Engie, l’actionnaire principal de Suez, a finalement accepté de vendre ses parts à Veolia, malgré le désaccord de l’Etat. (KENZO TRIBOUILLARD / AFP)

Toute la semaine franceinfo vous a parlé de la tentative d’OPA de Veolia avec le rachat de 30% de Suez, contre son gré, depuis un mois de guerre des nerfs. La justice a suspendu l’acquisition par Veolia des parts d’Engie dans Suez, ce vendredi 9 octobre. Veolia va devoir se montrer patient. Engie et Veolia vont faire appel de cette décision de justice. C’est donc l’occasion de se pencher sur ce dispositif qui permet à une entreprise d’en racheter une autre, cotée en Bourse, parfois donc contre sa volonté.

C’est là que l’on parle d’OPA hostile, le contraire d’une offre publique d’achat amicale. Une OPA est obligatoire dès qu’une entreprise convoite 30% ou plus du capital d’une autre entreprise. Elle doit signifier aux marchés financiers qu’elle s’apprête à racheter donc tout ou partie d’une autre boite. Et ensuite, elle doit fixer le prix d’achat par action. Si l’objet de la convoitise est d’accord, cela s’appelle donc une OPA amicale. Si ce n’est pas le cas, que son conseil d’administration est contre, c’est là qu’on parle d’OPA hostile.  

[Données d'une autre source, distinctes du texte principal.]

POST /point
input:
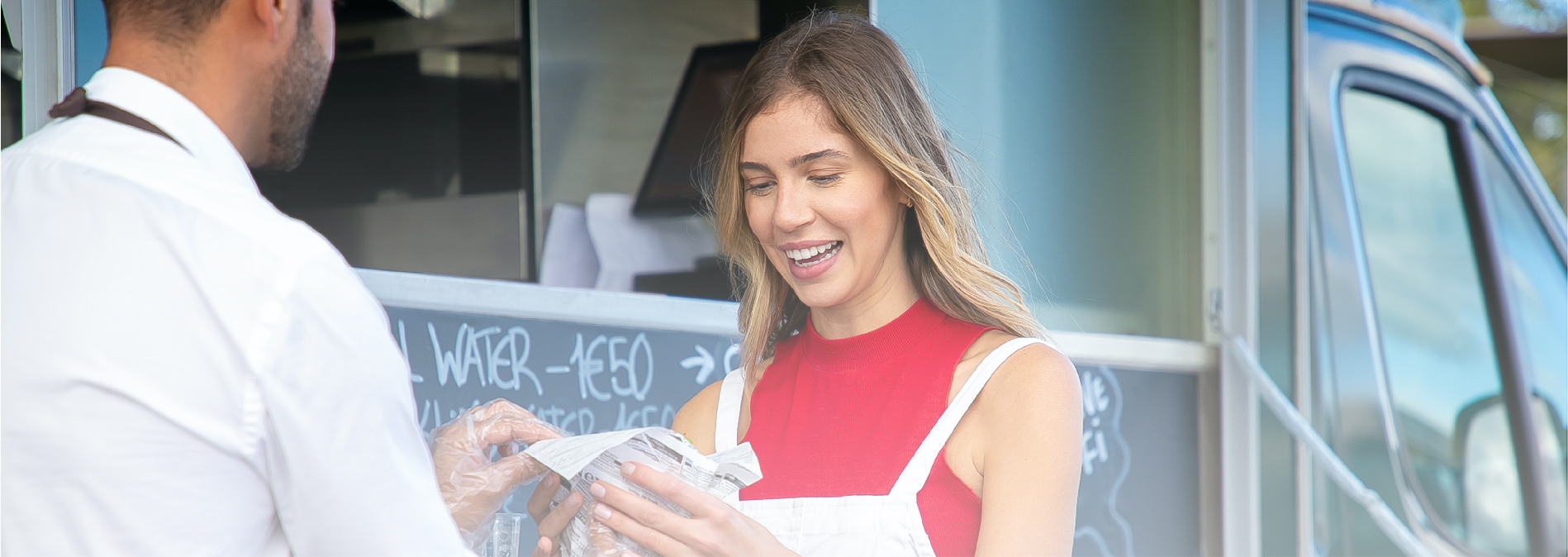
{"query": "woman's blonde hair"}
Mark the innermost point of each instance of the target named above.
(866, 83)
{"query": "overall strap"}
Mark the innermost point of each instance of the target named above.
(77, 102)
(915, 476)
(726, 426)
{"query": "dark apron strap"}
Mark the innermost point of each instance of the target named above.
(77, 102)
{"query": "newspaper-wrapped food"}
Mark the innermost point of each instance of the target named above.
(598, 457)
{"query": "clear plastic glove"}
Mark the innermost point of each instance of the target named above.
(473, 485)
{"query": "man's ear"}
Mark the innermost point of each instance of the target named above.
(272, 15)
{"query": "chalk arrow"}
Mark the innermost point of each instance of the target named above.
(703, 359)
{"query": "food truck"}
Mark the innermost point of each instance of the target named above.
(1311, 275)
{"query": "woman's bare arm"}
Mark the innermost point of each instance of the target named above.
(1030, 450)
(696, 417)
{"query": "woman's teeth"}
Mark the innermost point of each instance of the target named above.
(815, 255)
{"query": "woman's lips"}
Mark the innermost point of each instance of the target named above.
(813, 261)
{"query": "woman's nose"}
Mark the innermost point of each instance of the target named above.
(794, 207)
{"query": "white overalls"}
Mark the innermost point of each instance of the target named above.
(857, 525)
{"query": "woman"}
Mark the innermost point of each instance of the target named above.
(872, 319)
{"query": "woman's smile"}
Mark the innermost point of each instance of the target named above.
(811, 258)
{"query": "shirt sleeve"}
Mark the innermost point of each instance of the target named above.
(344, 454)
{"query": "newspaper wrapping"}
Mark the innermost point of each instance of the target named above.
(598, 457)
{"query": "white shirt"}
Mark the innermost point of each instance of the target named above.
(184, 371)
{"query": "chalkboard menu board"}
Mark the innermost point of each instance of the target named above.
(596, 361)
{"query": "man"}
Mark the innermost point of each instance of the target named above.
(185, 369)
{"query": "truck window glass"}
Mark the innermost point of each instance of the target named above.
(1432, 322)
(1538, 293)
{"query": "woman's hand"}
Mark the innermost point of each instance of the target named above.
(553, 521)
(714, 529)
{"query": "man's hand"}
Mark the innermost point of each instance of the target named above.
(471, 483)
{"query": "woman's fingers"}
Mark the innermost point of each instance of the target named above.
(543, 548)
(639, 509)
(646, 537)
(539, 501)
(673, 490)
(555, 521)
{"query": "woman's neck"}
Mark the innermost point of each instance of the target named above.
(880, 303)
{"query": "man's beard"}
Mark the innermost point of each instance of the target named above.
(297, 94)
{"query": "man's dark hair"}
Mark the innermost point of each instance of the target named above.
(173, 21)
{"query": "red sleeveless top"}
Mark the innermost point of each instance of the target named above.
(843, 417)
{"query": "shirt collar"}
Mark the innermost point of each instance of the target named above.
(174, 115)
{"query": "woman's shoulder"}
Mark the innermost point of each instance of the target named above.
(698, 417)
(1030, 374)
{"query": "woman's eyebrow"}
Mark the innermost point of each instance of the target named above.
(815, 155)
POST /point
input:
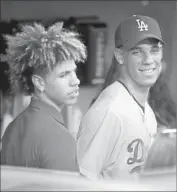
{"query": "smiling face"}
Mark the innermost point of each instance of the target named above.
(142, 64)
(61, 85)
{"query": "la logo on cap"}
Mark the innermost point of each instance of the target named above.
(141, 25)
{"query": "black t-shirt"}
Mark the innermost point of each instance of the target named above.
(38, 138)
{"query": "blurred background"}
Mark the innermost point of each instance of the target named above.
(96, 21)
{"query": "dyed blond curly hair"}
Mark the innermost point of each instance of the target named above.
(38, 49)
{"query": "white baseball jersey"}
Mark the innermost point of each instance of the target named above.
(115, 135)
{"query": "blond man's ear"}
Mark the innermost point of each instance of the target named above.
(38, 83)
(118, 53)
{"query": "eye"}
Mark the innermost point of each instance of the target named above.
(63, 75)
(136, 52)
(155, 50)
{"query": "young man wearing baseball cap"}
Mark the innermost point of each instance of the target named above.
(115, 134)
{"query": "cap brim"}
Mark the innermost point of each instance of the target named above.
(130, 45)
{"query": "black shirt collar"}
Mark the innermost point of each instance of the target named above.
(35, 103)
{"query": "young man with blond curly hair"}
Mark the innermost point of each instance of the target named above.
(43, 64)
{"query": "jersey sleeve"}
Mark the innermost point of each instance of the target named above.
(58, 151)
(99, 131)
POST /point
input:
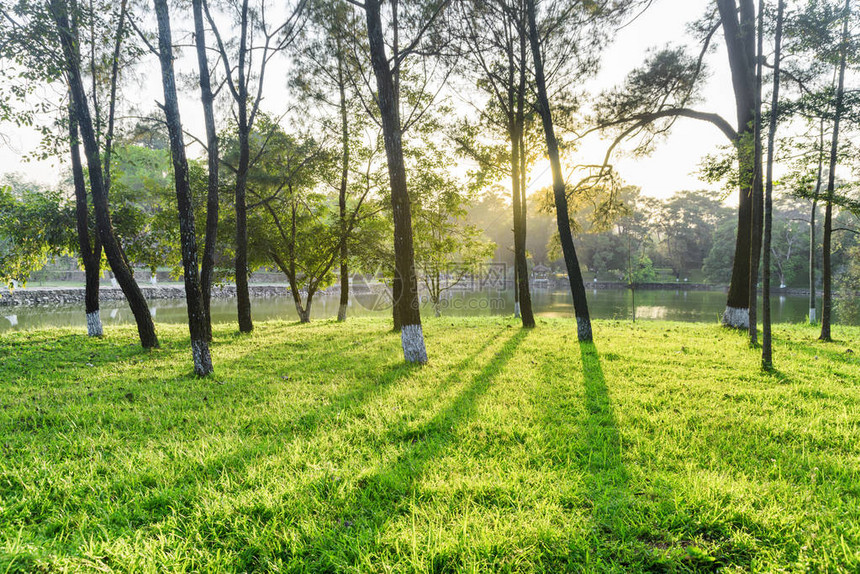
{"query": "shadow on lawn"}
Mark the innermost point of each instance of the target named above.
(385, 495)
(608, 481)
(151, 500)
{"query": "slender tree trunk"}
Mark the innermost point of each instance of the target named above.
(767, 343)
(208, 264)
(518, 186)
(122, 272)
(523, 299)
(740, 43)
(187, 234)
(812, 215)
(90, 254)
(344, 180)
(812, 246)
(411, 333)
(517, 314)
(826, 265)
(574, 274)
(243, 296)
(758, 195)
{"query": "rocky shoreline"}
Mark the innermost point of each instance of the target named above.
(30, 297)
(66, 295)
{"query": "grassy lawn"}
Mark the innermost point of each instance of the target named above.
(314, 448)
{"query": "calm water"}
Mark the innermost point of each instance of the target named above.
(672, 305)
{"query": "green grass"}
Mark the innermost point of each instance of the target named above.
(314, 448)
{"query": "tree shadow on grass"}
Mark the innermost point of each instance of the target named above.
(383, 496)
(147, 499)
(607, 483)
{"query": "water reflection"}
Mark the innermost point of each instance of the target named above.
(672, 305)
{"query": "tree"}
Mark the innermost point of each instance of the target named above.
(838, 111)
(34, 225)
(327, 75)
(44, 62)
(66, 30)
(767, 344)
(666, 87)
(89, 243)
(447, 249)
(387, 73)
(495, 34)
(238, 76)
(207, 267)
(293, 221)
(188, 239)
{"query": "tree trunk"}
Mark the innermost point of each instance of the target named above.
(90, 254)
(740, 43)
(758, 195)
(518, 186)
(766, 343)
(122, 272)
(207, 266)
(523, 300)
(826, 266)
(187, 234)
(407, 304)
(574, 274)
(344, 180)
(243, 297)
(812, 247)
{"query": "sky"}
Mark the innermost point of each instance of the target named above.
(672, 167)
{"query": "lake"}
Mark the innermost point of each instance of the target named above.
(669, 304)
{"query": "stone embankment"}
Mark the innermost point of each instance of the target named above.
(59, 296)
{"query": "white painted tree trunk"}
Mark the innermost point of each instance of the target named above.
(583, 329)
(202, 358)
(94, 324)
(736, 317)
(412, 339)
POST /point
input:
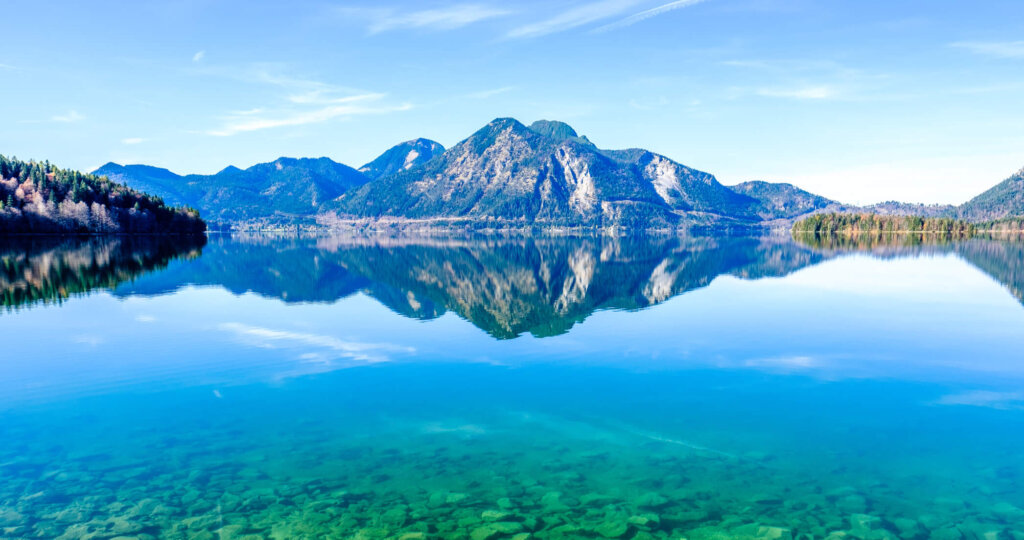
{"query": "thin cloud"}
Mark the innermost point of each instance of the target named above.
(317, 347)
(803, 92)
(998, 49)
(72, 116)
(347, 107)
(647, 13)
(992, 400)
(483, 94)
(442, 18)
(574, 17)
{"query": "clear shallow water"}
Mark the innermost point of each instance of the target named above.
(558, 388)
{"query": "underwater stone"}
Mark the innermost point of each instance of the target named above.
(507, 528)
(651, 500)
(946, 533)
(908, 528)
(852, 503)
(394, 517)
(1008, 512)
(454, 498)
(484, 533)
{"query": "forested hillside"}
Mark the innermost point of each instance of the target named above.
(40, 198)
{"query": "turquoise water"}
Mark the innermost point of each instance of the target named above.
(292, 387)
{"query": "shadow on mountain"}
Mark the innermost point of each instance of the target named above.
(49, 270)
(506, 286)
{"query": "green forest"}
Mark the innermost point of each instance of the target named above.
(38, 198)
(843, 223)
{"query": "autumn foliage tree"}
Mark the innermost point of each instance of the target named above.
(38, 198)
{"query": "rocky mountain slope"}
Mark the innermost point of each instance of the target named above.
(784, 201)
(546, 174)
(39, 198)
(286, 187)
(1004, 200)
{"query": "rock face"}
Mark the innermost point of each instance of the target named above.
(782, 201)
(402, 157)
(286, 185)
(1004, 200)
(546, 175)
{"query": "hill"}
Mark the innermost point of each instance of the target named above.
(401, 157)
(286, 187)
(782, 201)
(1004, 200)
(40, 198)
(507, 173)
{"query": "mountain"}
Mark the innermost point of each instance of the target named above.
(783, 201)
(1004, 200)
(402, 157)
(509, 174)
(40, 198)
(505, 286)
(914, 209)
(286, 187)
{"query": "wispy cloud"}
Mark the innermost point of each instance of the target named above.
(304, 101)
(998, 49)
(72, 116)
(449, 17)
(992, 400)
(483, 94)
(314, 346)
(578, 16)
(800, 92)
(647, 13)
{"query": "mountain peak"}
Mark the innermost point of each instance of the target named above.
(554, 129)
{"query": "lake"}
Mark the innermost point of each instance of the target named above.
(263, 386)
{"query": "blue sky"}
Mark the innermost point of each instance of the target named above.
(859, 100)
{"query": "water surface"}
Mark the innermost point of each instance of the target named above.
(484, 388)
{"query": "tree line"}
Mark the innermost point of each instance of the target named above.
(864, 223)
(39, 198)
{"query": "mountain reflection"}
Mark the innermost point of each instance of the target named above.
(1000, 256)
(506, 287)
(49, 270)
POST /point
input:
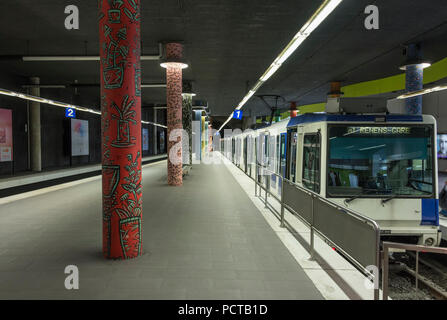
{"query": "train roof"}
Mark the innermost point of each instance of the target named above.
(325, 117)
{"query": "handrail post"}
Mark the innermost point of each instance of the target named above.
(256, 181)
(312, 244)
(266, 189)
(282, 204)
(385, 272)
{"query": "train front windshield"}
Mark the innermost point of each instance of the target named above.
(380, 161)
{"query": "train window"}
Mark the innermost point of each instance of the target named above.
(390, 161)
(311, 162)
(278, 155)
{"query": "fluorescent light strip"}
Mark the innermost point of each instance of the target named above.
(60, 104)
(317, 18)
(422, 92)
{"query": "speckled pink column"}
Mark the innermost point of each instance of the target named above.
(174, 52)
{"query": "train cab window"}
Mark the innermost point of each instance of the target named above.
(311, 162)
(380, 161)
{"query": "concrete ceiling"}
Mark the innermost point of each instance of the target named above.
(229, 44)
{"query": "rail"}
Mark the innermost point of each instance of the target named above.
(408, 247)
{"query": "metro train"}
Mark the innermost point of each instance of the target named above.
(381, 166)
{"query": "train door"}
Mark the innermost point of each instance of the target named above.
(249, 155)
(292, 140)
(311, 161)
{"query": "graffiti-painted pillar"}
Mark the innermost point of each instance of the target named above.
(119, 39)
(187, 126)
(174, 66)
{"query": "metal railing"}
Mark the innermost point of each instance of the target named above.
(323, 216)
(409, 247)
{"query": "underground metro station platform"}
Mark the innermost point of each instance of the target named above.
(224, 154)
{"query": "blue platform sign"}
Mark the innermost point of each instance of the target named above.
(237, 114)
(70, 113)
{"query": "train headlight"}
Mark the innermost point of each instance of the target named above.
(429, 242)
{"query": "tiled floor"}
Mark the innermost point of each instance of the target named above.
(205, 240)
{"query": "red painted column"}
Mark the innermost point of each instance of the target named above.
(119, 39)
(174, 66)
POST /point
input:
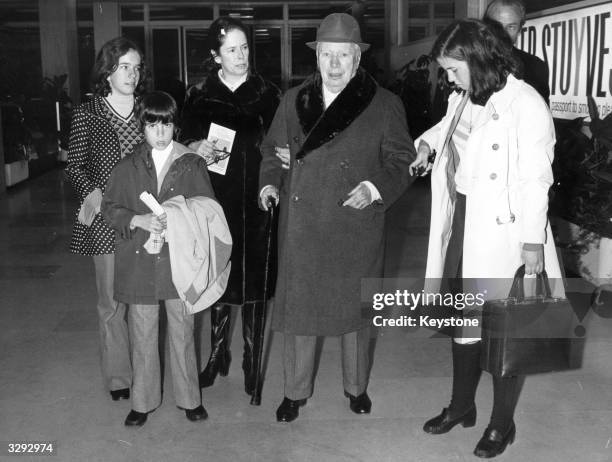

Dans le dossier Suez-Veolia, le conseil de SUEZ s’est prononcé contre ce rachat mais vous avez vu que cela n’a pas suffi parce que le prix était alléchant pour l’actionnaire qui vendait ses parts, à savoir, l’énergéticien Engie. Et souvent d’ailleurs, c’est le prix qui, au final, fait pencher la balance et balaye les réticences. C’est ce qui s’est passé en 2006. L’indien Mittal a fini par faire plier le français Arcelor au terme de 5 mois de bataille acharnée en relevant le prix d’achat à un niveau difficile à refuser.  

Dans les faits, c’est très compliqué. Certaines entreprises ont mis en place des garde-fous pour dissuader les OPA : la raison d’être dans leurs statuts, la mise en place des droits de vote double pour privilégier les actionnaires historiques. L’ex-député de la majorité, Pierre Person, vient de déposer une proposition de loi pour les interdire en période d’urgence sanitaire mais son texte a très peu de chance d’être adopté.  

Depuis 2010, on compte seulement 6 OPA hostiles sur un total de 350 offres, Parmi elles, le rachat du site seloger.com par le groupe de presse allemand Alex Springer. Ou encore, un des derniers en date, celui de l’éditeur de jeu sur mobile Gameloft par Vivendi. Le groupe de Vincent Bolloré, Vivendi, visiblement prêt à lancer une nouvelle OPA hostile, sur Lagardère cette fois. Vivendi vient en effet de monter encore au capital du groupe de presse et d’édition et détient désormais plus de 26%. Après Suez-Veolia, dont l’OPA est pour le moment suspendue, ce sera peut-être la nouvelle guerre industrielle à suivre.